Брякнул третий звонок, и состав потянуло в столицу империи, тяжело и медленно, словно тонущий корабль в мрачную бездну. А в соседнем купе, как выяснилось, разместился со служкою саратовский епископ Гермоген – птица столь важная, что Распутин даже оторопел от такого соседства. Выглянув из купе, он видел, как служка епископа, молодая и румяная монашка с длинными волосами цвета бронзы, застилает для Гермогена постель.
– Никак девка при нем в рясе? – спросил Распутин.
Восторгов, хихикнув, отвечал тишком:
– Да не девка, а парень такой… Гермоген-то у нас, бедненький, содомским грехом страдает. Имел от этого уже кучу разных неприятностей. Но уж больно сильны покровители у владыки саратовского. Гермоген, как и я, тоже союзник. Я ему о тебе сказывал. Сейчас заявится. Он мужик простой. Не стесняйся…
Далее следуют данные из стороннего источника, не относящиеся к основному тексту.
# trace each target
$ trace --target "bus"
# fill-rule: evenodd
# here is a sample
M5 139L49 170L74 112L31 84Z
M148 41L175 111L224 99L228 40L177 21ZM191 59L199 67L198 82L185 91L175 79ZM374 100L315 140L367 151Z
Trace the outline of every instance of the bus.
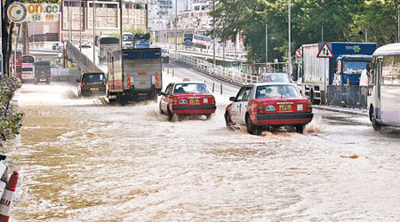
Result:
M22 56L22 83L35 80L35 57L33 55Z
M183 37L183 45L209 50L211 46L211 38L199 35L185 34Z
M183 35L183 45L186 47L193 47L193 34Z
M123 34L123 48L132 49L133 48L133 34L125 32Z
M368 74L368 113L372 127L400 127L400 44L378 48Z
M110 36L101 36L99 38L96 45L96 52L99 57L99 63L107 62L109 51L119 50L119 38Z
M17 59L14 60L14 56L17 55ZM11 59L10 59L11 69L12 73L14 73L15 76L19 79L22 79L22 52L17 51L15 53L14 51L12 52Z
M150 34L135 34L133 44L135 49L150 48Z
Брюшком вперед, осеняя купе бликами алмазного распятия, вошел Гермоген – плотный, сытый, игривый, пахло от него дамскими духами. Ни с того ни с сего, даже не сказав "3драсьте!", он, мальчишничая, треснул Распутина щелчком по носу:
– Ну и нос! На троих рос, а тебе достался…
Гришка на всякий случай примолк, боясь, как бы не обидели. Жался на плюше, словно бедный родственник на богатых именинах. Завидушными глазами смотрел он, как духовные побратимы-черносотенцы тащат на столик снедь разную. Гермоген до локтей закатал рукава рясы, обнажились сильные белые руки. Он крутил штопором, выдергивая из бутылок пробку за пробкой, только – шпок да шпок! Между прочим, епископ вел дружелюбный разговор:
– Ты – Григорий Ефимыч, а я в мирской жизни звался Григорием Ефремычем… тезки! Ну, как? Не боишься, что отец Иоанн, разбойник, завезет за темные леса, где и слопает за милую душу? Небось хвост-то промеж ног зажал? Трясется он у тебя, чай?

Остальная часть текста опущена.